50歳~65歳で発症することが多く、65歳以上では約100人に1人といわれています。
ドパミンは、神経細胞から神経細胞に情報を伝える物質のひとつで、脳からの指令を筋肉に伝えるためには、ドパミンが必要です。ドパミンが不足すると、脳の指令がうまく伝わらなくなり、徐々に身体の動きが鈍くなります。
パーキンソン病の主な運動症状として、手足がふるえる、動きが遅くなる・小さくなる、筋肉がこわばる、身体のバランスが悪くなることがあります。これらは、「パーキンソニズム」ともよばれるパーキンソン病に特徴的な症状ですが、加齢による運動能力の低下として見過ごされることもあります。
また、脳や神経の他の病気や薬の副作用(進行性核上性麻痺、大脳皮質基底核変性症、多系統萎縮症、レビー小体型認知症、脳血管性パーキンソン症候群、薬剤性パーキンソン症候群)であらわれる症状とも区別がつきにくいです。

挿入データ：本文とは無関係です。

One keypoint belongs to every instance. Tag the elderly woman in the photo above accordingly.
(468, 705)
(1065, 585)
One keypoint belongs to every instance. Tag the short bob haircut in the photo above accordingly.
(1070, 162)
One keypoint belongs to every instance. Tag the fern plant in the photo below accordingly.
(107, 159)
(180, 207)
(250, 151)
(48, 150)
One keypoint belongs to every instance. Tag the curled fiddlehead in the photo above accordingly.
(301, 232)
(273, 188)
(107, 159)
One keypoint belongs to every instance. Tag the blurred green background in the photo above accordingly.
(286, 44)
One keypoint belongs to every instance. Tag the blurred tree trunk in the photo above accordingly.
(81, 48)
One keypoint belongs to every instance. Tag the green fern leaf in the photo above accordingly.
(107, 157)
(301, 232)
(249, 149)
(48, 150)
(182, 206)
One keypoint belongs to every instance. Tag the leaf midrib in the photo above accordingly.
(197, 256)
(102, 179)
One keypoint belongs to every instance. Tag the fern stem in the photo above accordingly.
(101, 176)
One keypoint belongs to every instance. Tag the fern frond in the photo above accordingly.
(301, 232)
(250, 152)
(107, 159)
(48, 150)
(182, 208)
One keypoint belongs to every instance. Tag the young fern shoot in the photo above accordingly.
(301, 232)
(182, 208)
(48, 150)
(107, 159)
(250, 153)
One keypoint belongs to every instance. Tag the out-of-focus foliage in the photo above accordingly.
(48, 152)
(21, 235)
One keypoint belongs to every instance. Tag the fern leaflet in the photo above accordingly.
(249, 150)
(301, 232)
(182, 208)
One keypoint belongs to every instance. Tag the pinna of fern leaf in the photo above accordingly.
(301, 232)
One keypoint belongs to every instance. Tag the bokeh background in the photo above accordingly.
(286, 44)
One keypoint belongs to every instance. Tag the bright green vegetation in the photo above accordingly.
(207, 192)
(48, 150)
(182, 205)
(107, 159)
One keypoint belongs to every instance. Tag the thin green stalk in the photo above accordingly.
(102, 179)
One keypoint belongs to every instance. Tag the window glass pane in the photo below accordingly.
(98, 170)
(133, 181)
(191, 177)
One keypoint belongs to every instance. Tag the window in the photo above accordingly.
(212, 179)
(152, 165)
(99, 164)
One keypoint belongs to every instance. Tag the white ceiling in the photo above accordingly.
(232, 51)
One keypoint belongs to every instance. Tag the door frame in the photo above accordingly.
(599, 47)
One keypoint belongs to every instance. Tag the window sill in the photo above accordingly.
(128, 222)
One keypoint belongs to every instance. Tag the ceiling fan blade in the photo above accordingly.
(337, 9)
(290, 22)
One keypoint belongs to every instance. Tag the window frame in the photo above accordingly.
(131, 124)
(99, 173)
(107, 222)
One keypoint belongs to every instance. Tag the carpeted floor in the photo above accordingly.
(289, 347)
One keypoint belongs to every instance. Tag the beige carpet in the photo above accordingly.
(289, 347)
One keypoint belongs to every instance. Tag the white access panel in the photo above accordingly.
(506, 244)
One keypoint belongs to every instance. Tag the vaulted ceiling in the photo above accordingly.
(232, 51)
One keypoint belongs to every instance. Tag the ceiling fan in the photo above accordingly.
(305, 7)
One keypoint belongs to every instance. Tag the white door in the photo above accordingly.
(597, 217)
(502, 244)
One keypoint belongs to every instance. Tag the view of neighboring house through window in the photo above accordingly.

運動症状以外にも、便秘、頻尿、立ちくらみ、もの忘れ、においを感じない、眠れない、疲れやすい、気分が落ち込むといった非運動症状がみられることもあります。
人によって症状はさまざまですが、パーキンソン病の治療は、不足しているドパミンのはたらきを補う薬を飲むことと、ストレッチや歩行訓練、話し方の訓練といったリハビリテーションが基本です。これらをあわせて行うことによって、病気の進行をゆるやかにしたり、生活の質を維持・改善したりすることにつながります。
パーキンソン病は進行性のため、できるだけ早く病気をみつけて、適切な治療を始めることが重要です。気になる症状がある方は、早めに脳神経内科を受診しましょう。